Traffic police appears as an important, fragmented and stimulating research subject. The state of the research on the topic is tied to the diversity of the forms and the names it takes, and to the relative invisibility of its action, integrated to daily life or gradually disappearing as new forms of control take over. However, it may also be due to the fact that the various academic fields involved are separated by debates over their epistemological foundations, their methods and their conclusions (transport engineering, cognitive psychology, macro-economy, urban history, sociology of organizations.. .) Above all, studies are separated by their intended destinations: there is a rift between research targeting public action and aiming to improve policing, and more reflexive or critical studies aiming to define the stakes and issues of traffic police and policing. The bridging of that rift, while often claimed to be accomplished, is still fragile (Monjardet 1996).
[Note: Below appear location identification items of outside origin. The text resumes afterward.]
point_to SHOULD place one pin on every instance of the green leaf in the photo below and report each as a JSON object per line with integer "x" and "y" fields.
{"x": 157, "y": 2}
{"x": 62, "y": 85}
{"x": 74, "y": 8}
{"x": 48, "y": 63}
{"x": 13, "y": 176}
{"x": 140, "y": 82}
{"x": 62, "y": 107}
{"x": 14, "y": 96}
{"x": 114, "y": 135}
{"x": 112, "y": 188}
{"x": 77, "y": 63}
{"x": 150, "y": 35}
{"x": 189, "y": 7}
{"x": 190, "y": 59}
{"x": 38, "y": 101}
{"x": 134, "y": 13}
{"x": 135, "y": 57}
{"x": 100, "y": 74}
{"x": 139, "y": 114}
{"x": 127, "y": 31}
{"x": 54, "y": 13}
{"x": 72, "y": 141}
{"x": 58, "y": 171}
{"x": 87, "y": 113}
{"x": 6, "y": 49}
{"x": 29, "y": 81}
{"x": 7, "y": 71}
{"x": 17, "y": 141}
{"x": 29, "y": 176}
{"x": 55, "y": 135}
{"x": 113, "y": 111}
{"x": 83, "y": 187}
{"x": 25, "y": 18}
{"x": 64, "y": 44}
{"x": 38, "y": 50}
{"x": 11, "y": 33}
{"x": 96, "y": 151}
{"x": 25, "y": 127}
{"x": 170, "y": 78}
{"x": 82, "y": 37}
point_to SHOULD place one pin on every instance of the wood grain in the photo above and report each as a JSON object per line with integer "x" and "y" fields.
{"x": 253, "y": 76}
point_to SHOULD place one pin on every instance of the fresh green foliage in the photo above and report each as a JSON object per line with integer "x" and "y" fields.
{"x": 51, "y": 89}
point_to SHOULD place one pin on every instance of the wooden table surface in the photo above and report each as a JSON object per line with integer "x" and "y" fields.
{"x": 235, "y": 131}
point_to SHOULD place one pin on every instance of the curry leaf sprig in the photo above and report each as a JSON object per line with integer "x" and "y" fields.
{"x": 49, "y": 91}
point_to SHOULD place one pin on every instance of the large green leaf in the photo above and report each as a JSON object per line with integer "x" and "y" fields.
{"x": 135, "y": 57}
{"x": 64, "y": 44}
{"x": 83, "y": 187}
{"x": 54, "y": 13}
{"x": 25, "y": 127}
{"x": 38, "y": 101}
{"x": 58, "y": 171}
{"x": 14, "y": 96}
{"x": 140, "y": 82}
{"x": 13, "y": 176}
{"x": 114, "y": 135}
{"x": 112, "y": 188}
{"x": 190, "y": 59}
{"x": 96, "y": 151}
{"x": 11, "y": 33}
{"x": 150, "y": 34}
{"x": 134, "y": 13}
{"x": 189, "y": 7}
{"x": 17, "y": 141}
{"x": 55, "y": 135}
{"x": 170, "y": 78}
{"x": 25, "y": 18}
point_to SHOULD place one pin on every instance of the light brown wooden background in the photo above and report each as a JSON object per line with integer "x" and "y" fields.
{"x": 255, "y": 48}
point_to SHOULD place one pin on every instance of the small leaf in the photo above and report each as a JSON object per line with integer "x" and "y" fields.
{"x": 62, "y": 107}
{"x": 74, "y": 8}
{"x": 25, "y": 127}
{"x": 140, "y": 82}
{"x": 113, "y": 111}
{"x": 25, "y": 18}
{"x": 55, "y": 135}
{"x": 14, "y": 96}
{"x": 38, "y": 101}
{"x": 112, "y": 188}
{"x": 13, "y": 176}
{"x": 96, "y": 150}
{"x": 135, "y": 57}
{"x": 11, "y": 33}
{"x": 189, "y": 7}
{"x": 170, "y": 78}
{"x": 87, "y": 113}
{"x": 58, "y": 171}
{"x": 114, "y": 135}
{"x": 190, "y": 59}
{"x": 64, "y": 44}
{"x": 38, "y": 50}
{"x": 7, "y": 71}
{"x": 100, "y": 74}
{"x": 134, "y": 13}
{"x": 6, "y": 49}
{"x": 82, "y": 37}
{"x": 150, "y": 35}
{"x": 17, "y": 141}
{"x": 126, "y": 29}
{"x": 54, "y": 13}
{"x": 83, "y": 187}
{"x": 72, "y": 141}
Yet, the study of this somewhat neglected branch of policing is of great importance, when mobility in all its forms takes a major place in the experience of daily life as well as in social organization. A lot can be gained through well regulated interdisciplinary research focusing more directly on the aspects mentioned here. In this human and organizational work on mobilities and individuals, are at stake the major challenges to the modes of functioning of law keeping and enforcing institutions, and more broadly the changes in the relation to the law, to the norm, to the freedom move, and to safety within contemporary societies.